Minecraft as an instructional method:

This week we had students from Colquitz Middle School and their teacher come in and talk to us about Minecraft.  The teacher has been finding success using it as an instructional tool in her classes. It’s certainly a concept I have never thought of, so I was intrigued to learn more about it.

I had personally never played the game before this class, and I found it quite overwhelming – I had to make my screen really small because just moving around in the game made me feel super dizzy and disoriented, which I wasn’t expecting. I’m sure it’s something you get used to, as I’ve heard of people who can play it for hours.

I think that to use Minecraft as an instructional tool effectively, you would really have to know your students and be confident that it would work with them. Video games are something that I’ve found people either like or dislike, and it’s hard to change their minds. I feel like in the average group of middle school students you’re going to have some that are really keen on the idea of playing Minecraft, and some that are entirely disinterested. You would also have to really trust that your students are going to stay focused on the content you are trying to teach.

My favourite part of this lecture was seeing how excited the students were about learning with Minecraft. I love hearing kids talk about things they are passionate about, and it is clear that these students really enjoyed learning in this way. It was also clear that they have a great relationship with their teacher, which was also nice to see.

I don’t think Minecraft is an instructional tool that I will ever use (I can’t see how it would fit in the music classroom), but I’m still glad that I got to be a part of this lecture and see how much the kids who are doing it enjoy it. It is also nice to see a modern take on instruction.

Blog Post #7

The SAMR Model

After learning about the SAMR Model, I was a bit unsure about its use in the music classroom. Since then I’ve looked at a few resources on using technology/SAMR in the music classroom and realized that there are some things I already do that could fall under SAMR.

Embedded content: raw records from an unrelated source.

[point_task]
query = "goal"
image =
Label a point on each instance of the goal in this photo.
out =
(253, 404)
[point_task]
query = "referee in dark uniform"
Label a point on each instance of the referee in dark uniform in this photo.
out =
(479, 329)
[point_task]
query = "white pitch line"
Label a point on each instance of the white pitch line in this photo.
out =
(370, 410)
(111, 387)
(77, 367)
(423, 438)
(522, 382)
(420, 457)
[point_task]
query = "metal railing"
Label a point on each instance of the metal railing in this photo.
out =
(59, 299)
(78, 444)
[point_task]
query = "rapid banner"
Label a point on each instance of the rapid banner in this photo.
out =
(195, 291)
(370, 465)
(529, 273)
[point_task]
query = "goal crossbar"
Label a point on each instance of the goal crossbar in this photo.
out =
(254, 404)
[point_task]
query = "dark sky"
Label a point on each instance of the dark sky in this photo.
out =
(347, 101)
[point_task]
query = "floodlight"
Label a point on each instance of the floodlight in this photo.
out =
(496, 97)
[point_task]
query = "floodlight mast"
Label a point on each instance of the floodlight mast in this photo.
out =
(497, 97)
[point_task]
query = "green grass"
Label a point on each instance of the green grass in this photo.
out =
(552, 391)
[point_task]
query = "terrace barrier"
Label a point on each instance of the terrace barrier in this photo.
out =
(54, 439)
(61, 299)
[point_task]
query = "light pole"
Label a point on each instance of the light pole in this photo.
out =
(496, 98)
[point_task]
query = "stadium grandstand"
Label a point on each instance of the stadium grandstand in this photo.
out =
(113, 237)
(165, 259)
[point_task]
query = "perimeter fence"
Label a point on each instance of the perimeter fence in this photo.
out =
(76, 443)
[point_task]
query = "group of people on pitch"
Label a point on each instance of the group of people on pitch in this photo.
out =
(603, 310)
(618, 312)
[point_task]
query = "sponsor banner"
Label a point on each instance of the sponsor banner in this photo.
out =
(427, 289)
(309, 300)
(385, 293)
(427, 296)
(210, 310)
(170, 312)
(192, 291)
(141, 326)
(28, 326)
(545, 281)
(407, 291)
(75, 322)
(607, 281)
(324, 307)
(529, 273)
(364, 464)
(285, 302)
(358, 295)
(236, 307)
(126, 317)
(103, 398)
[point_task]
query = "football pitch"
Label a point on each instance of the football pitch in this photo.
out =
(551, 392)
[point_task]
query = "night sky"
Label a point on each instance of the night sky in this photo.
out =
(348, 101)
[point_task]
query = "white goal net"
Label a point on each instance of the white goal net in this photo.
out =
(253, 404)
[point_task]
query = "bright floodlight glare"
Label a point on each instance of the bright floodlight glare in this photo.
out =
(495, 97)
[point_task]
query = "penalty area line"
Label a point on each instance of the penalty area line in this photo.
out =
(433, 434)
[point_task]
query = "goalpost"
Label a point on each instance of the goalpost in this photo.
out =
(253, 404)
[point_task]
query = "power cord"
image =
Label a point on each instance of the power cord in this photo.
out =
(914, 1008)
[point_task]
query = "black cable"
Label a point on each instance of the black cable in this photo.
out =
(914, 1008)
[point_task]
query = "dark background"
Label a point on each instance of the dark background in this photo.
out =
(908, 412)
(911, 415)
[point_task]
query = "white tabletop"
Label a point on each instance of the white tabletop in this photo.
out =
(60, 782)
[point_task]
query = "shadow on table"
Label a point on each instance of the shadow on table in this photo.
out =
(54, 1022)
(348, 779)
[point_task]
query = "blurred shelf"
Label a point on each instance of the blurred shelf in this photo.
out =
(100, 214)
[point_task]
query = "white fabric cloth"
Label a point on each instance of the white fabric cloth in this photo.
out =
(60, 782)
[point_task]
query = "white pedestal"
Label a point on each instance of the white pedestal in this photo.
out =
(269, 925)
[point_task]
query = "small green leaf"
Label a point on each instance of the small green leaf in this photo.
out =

A reminder of what the SAMR Model is:

Some examples of SAMR in the music room:


  • Using a tuner on your phone


  • Using or Tenuto to learn aural skills or theory concepts


  • Using Google Docs so students can collaborate on a music research project


  • Collaborating with other schools using Skype for a musical performance


These are all really simple things that I have seen, experienced, or thought about. Seeing them explained under the SAMR Model makes the concept seem a little less foreign to me, and I’m glad I looked up these resources to help me understand the concept a bit better.